Les cours d’eau sont à leur niveau le plus bas, ceci un mois avant l’arrivée de l’été. Ce phénomène est désormais d’une gravité et d’une durée inédite. Dans l’Indre, seul département actuellement classé rouge en France, il convient de constater une situation qui ne cesse de se dégrader avec un déficit de plus de 35 % de pluviométrie sur l’ensemble du département.

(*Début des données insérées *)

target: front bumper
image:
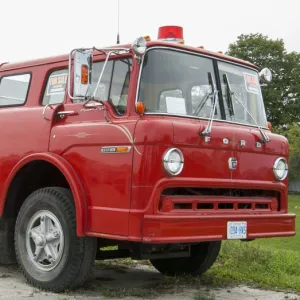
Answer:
[142,213,296,243]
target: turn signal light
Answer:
[81,65,89,84]
[267,122,273,131]
[136,101,146,115]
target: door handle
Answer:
[57,110,77,119]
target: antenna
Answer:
[117,0,120,44]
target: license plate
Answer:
[227,222,247,240]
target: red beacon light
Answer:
[158,26,184,44]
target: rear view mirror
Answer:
[73,50,92,98]
[259,68,272,84]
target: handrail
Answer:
[0,61,8,68]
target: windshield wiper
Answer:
[193,72,214,116]
[223,74,270,144]
[200,72,218,135]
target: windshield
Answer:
[218,62,267,127]
[138,49,221,119]
[137,49,267,127]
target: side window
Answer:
[0,74,31,106]
[158,89,186,113]
[42,69,68,105]
[92,58,132,115]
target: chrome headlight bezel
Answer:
[273,157,288,181]
[163,148,184,176]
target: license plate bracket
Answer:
[227,221,247,240]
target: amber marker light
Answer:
[81,65,89,84]
[136,101,146,115]
[116,147,130,153]
[267,122,273,131]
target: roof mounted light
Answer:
[132,36,146,57]
[158,26,184,44]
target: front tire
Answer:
[150,241,221,276]
[15,187,97,292]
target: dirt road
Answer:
[0,266,300,300]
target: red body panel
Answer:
[0,42,295,243]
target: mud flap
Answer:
[0,218,17,265]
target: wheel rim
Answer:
[26,210,64,271]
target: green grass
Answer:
[204,195,300,292]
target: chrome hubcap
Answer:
[26,210,64,271]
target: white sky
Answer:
[0,0,300,63]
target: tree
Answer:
[226,33,300,126]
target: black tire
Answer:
[15,187,97,292]
[150,241,221,276]
[0,218,17,265]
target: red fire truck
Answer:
[0,26,295,291]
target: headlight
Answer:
[163,148,183,175]
[273,157,288,180]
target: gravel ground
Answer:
[0,266,300,300]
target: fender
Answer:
[0,152,87,237]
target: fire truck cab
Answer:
[0,26,295,292]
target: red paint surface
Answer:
[0,42,295,242]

L’entrée en vigueur des mesures en restriction d’eau est effective depuis la fin du mois d’avril 2019 et correspond à une situation de crise sur le bassin versant de deux affluents de l’Indre. Cette sécheresse entraîne des répercussions importantes sur l’écosystème et le tissu économique et agricole local.

Des sinistres sont répertoriés chez les particuliers : affaissements du sol et fissures dans les murs. La situation est inquiétante surtout pour l’ensemble du monde agricole indrien. Les céréaliers, les éleveurs, les viticulteurs en sont les plus grandes victimes.

Cette sécheresse inédite entraîne de graves conséquences en matière de production de fourrage et de céréales. Cette situation conduit l’ensemble de la filière agricole, déjà fortement fragilisée, dans une situation inquiétante avec des pertes annoncées extrêmement conséquentes.

Il lui demande quel dispositif il envisage de mettre en œuvre pour appuyer et accompagner les agriculteurs victimes de ce phénomène climatique qui ne cesse de se multiplier ces dernières années.